2. Understand Readers' Goals and Values
If you know your reader's goals and values, you can structure your communication in a way that produces favorable thoughts about your action or ideas.
3. Respond to Readers' Concerns and Counterarguments
Address your reader's concerns and counterarguments to show that you understand their points and values.
- Ask questions such as: "What do other people who have looked into this matter think?"
- Offer a reason for relying on your position rather than the opposing position.
4. Reason Soundly
Use facts, statistics, and expert testimonies as evidence to show actuality of your idea or action.
5. Organize Your Communication
Organizing your communication will provide a favorable response from readers.
- A direct organizational pattern goes directly to the main point and then presents evidence.
- An indirect organizational pattern presents evidence and related information before stating the main point.
6. Build a Relationship With the Reader
- Present yourself as a credible person by showing expertise, associating yourself as a member of a readers group, or using your position of authority.

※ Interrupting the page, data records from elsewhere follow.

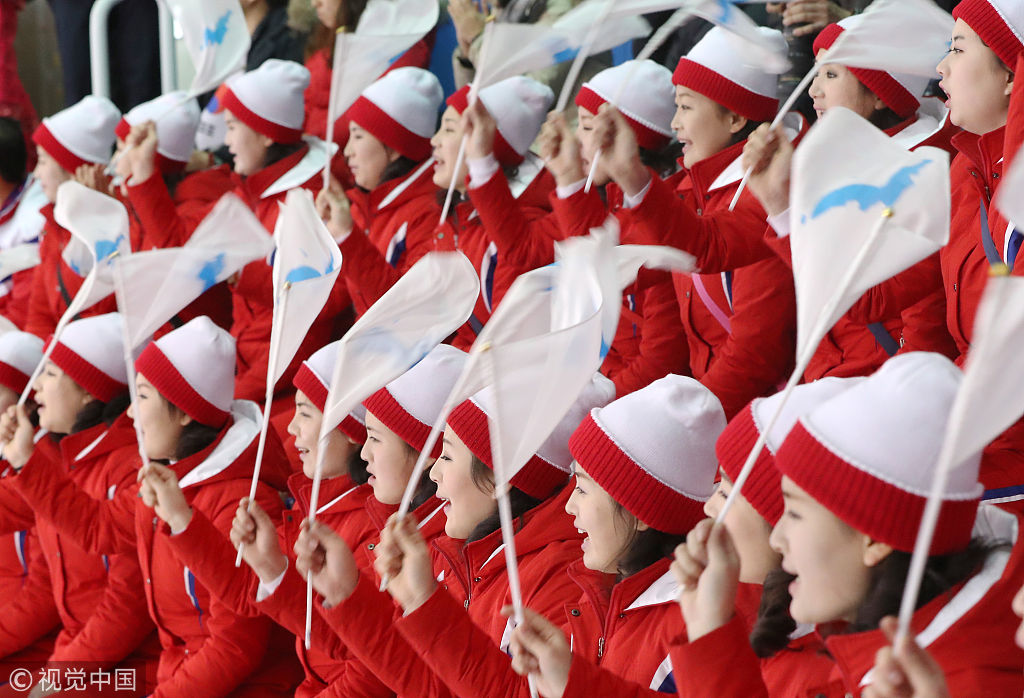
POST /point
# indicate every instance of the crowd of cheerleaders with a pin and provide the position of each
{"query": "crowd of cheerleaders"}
(107, 564)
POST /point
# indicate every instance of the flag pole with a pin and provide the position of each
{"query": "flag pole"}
(820, 328)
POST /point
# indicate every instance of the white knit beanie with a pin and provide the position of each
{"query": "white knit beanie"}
(91, 352)
(868, 454)
(721, 68)
(645, 96)
(550, 466)
(410, 404)
(176, 119)
(20, 352)
(653, 451)
(80, 134)
(269, 99)
(400, 111)
(519, 106)
(194, 368)
(313, 379)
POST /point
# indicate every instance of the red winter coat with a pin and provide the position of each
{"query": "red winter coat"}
(253, 292)
(394, 225)
(406, 653)
(650, 341)
(206, 648)
(505, 229)
(54, 284)
(96, 595)
(757, 299)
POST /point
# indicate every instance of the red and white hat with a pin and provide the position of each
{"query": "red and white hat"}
(998, 23)
(270, 99)
(194, 368)
(549, 468)
(763, 487)
(720, 68)
(410, 404)
(400, 111)
(900, 91)
(519, 105)
(90, 351)
(645, 96)
(81, 134)
(20, 352)
(868, 454)
(176, 119)
(653, 451)
(313, 379)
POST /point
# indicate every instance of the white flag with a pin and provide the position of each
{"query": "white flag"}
(899, 36)
(863, 210)
(216, 37)
(155, 286)
(305, 268)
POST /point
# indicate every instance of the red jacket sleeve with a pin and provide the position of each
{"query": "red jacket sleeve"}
(721, 241)
(104, 527)
(524, 237)
(235, 648)
(720, 663)
(366, 623)
(759, 352)
(663, 347)
(32, 613)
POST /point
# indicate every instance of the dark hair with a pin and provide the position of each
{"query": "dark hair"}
(519, 502)
(278, 151)
(643, 548)
(942, 572)
(13, 153)
(96, 412)
(664, 161)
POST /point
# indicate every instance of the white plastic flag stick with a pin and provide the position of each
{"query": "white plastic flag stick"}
(268, 400)
(822, 325)
(990, 398)
(801, 86)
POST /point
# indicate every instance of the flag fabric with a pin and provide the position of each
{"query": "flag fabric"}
(98, 225)
(509, 49)
(889, 36)
(863, 209)
(216, 37)
(305, 267)
(18, 258)
(153, 287)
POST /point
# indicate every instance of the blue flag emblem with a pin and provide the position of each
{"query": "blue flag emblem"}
(215, 34)
(866, 195)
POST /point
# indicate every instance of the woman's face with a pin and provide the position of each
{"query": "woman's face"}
(305, 426)
(389, 462)
(367, 157)
(49, 173)
(977, 83)
(159, 421)
(59, 399)
(247, 145)
(585, 134)
(749, 531)
(702, 126)
(830, 560)
(835, 85)
(466, 505)
(596, 515)
(445, 143)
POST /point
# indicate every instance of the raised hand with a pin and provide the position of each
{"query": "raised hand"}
(256, 530)
(707, 567)
(403, 560)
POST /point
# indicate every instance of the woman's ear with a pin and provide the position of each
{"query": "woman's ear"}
(875, 552)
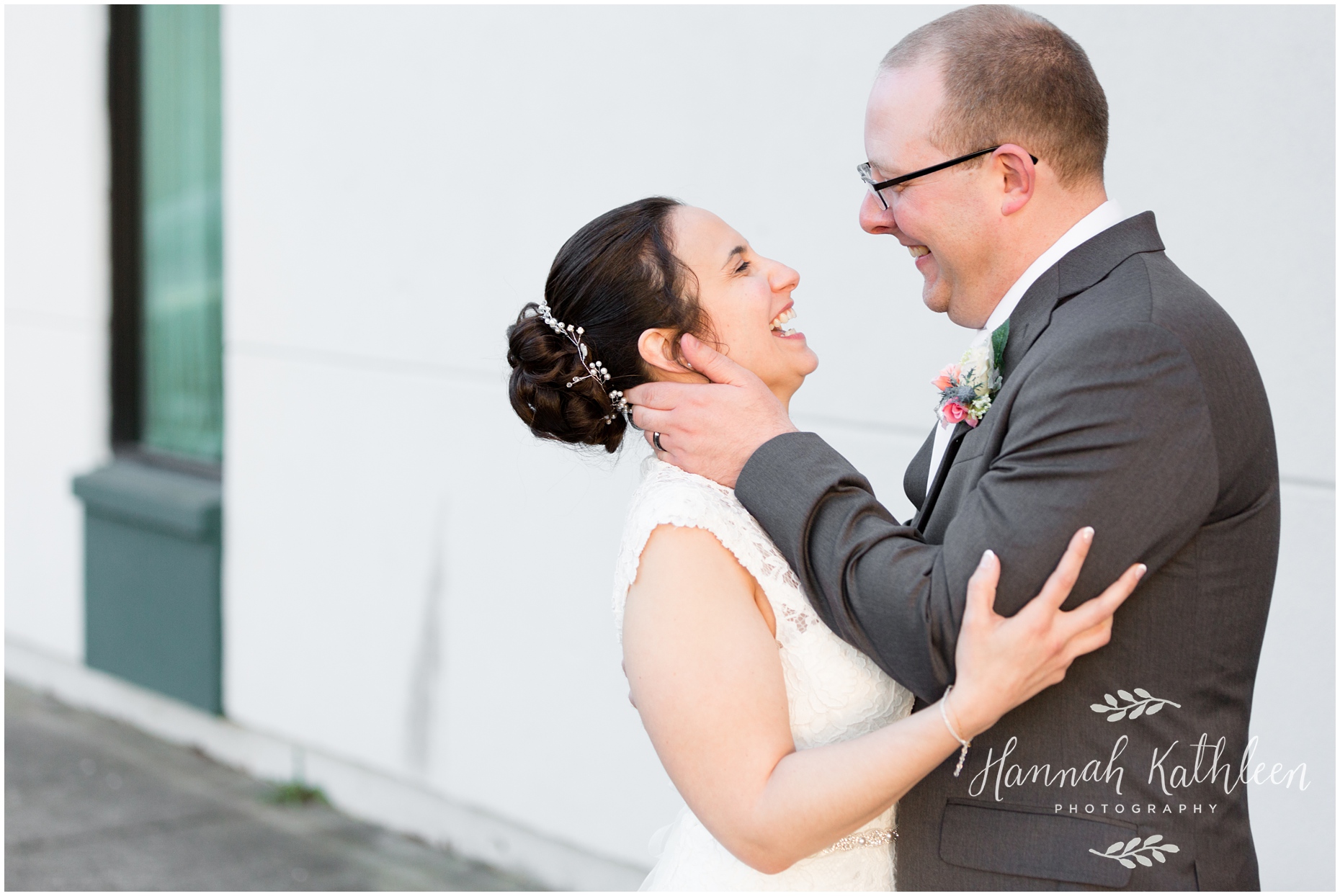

- Present yourself as a friend by praising your readers, showing understanding of your readers, or maintaining a positive and helpful position. Avoid sounding confrontational. If you come across as attacking your readers view, your reader will shut down and become unreceptive. This is the easiest way to lose your readers attention.
7. Appeal to Readers' Emotions
Appealing to reader's emotions is considered inappropriate in scientific research reports, test reports, and many other communications. For some communications, appealing to emotions can be very successful. Emotional appeals are common among government agencies and private health providers advocating healthy lifestyles. Be sure to think carefully about whether emotional appeal is appropriate for a specific situation.
8. Adapt to Readers' Cultural Backgrounds
If you are writing to readers in a culture other than your own, you will need to cater your persuasive strategies to their values, beliefs, and norms. The best way to do this is to do your homework. You won't be able to completely adapt to your reader by listening to them alone. You will have to do some research to get some background when dealing with other cultures.
9. Persuade Ethically
You never want to mislead or manipulate your readers. This does not only deprive your readers of their rights, but if they come to find out about false statements you could be negatively affected.
10. Keep your goal realistic
When most adults make up their minds, that idea is set in their heads and becomes very difficult to change. It is important to keep this in mind. If you know that your reader is set in their ideas, trying to completely change their mind is going to be extremely difficult. Instead, try to get your reader to consider your view. If you can accomplish this, then you never know what might happen. If the reader has time to think on the idea, they might start to agree with you in time.